Diagram showing how accurate recognition of psoriasis determines treatment tier and prevents unsafe systemic corticosteroid use that may trigger rebound pustular or erythrodermic flare. — **Panel A:** Clinical recognition of chronic plaque psoriasis with erythematous plaques, silvery scale, and assessment of extent of disease.. **Panel B:** Management ladder showing limited disease treated with topical therapy, moderate or topical-resistant disease with narrowband UVB phototherapy, and severe or disabling disease with systemic agents or biologics.. **Panel C:** Safety warning showing systemic corticosteroids contraindicated in psoriasis because withdrawal can precipitate rebound pustular or erythrodermic psoriasis..

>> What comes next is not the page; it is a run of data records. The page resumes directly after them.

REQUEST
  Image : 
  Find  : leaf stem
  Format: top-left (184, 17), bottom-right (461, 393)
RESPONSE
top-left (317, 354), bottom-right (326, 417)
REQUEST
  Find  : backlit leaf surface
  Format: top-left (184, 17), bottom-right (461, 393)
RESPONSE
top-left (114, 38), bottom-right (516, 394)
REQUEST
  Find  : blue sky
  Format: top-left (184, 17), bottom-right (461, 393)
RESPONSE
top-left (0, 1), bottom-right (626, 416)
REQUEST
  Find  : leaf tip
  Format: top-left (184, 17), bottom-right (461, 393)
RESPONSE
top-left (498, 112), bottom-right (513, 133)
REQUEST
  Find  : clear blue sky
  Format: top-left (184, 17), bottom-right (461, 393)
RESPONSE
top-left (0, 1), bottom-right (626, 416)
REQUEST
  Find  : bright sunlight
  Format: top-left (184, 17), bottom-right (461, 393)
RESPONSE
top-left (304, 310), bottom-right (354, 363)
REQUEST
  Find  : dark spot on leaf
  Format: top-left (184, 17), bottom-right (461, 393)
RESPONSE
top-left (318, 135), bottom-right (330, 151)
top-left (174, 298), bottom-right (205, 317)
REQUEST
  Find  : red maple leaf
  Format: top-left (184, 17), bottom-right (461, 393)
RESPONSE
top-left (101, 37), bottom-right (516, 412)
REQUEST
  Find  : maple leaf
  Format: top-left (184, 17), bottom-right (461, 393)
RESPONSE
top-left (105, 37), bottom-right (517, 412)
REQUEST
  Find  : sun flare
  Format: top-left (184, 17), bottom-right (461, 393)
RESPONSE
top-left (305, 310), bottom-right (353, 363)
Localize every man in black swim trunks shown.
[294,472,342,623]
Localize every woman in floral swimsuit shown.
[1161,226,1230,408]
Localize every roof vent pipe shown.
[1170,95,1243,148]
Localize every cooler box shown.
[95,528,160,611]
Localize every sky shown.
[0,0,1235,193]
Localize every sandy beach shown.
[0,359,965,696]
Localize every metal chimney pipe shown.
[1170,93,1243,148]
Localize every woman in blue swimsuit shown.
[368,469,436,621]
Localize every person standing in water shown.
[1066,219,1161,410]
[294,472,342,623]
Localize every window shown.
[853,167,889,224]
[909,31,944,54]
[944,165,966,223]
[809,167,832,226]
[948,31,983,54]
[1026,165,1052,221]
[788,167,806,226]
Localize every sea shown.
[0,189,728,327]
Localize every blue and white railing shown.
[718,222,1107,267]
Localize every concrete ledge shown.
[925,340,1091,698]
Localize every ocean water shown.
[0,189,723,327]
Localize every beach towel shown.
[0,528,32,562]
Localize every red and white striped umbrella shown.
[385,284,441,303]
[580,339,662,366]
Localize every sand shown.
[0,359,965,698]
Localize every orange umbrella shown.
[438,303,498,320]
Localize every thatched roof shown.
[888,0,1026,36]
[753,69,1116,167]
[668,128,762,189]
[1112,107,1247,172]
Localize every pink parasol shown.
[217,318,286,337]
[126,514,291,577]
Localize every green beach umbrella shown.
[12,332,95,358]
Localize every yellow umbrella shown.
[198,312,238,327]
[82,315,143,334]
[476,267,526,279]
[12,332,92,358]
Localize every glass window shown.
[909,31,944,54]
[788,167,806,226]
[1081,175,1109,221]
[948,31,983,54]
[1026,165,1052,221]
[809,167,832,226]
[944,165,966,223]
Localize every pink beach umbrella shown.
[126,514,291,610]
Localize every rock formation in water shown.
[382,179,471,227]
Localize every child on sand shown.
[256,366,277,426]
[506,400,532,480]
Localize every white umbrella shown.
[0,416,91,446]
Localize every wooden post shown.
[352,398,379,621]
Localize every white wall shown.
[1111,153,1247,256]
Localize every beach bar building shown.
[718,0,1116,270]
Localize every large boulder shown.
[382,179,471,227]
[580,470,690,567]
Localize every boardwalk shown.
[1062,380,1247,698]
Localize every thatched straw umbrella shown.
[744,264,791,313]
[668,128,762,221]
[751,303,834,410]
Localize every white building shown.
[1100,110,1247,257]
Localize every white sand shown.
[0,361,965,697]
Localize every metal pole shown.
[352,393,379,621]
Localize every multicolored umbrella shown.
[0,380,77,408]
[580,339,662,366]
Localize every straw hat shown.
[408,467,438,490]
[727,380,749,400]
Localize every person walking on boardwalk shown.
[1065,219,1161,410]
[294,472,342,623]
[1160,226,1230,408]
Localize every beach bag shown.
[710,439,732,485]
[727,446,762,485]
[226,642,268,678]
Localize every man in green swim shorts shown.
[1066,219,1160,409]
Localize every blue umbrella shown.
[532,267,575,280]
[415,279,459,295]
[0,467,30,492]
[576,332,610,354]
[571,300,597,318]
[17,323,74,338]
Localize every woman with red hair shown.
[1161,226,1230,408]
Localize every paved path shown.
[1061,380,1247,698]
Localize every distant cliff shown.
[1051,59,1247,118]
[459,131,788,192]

It is worth closing the recognition loop by seeing why all this morphological care matters at the point of treatment, even though detailed treatment planning belongs to DR3.3. The variant and extent you diagnose select the management tier directly: limited chronic plaque disease is managed with topical agents, more extensive disease with phototherapy, and severe or disabling disease with systemic therapy. Most importantly, accurate recognition protects the patient from a specific and serious error. Systemic corticosteroids are contraindicated in psoriasis: although they may transiently improve the skin, their withdrawal can precipitate a rebound flare into generalised pustular or erythrodermic psoriasis, which is potentially life-threatening. The same caution applies to potent oral or injected steroids prescribed for unrelated reasons in a known psoriatic. Recognising psoriasis correctly is therefore not only a diagnostic exercise but a safety intervention — it tells you what to do and, just as vitally, what never to do.

The one-line management map (detailed in DR3.3):

Limited disease → topical therapy.
Moderate / topical-resistant → phototherapy (narrowband UVB).
Severe / disabling → systemic agents or biologics.
Never → systemic corticosteroids (rebound pustular/erythrodermic flare).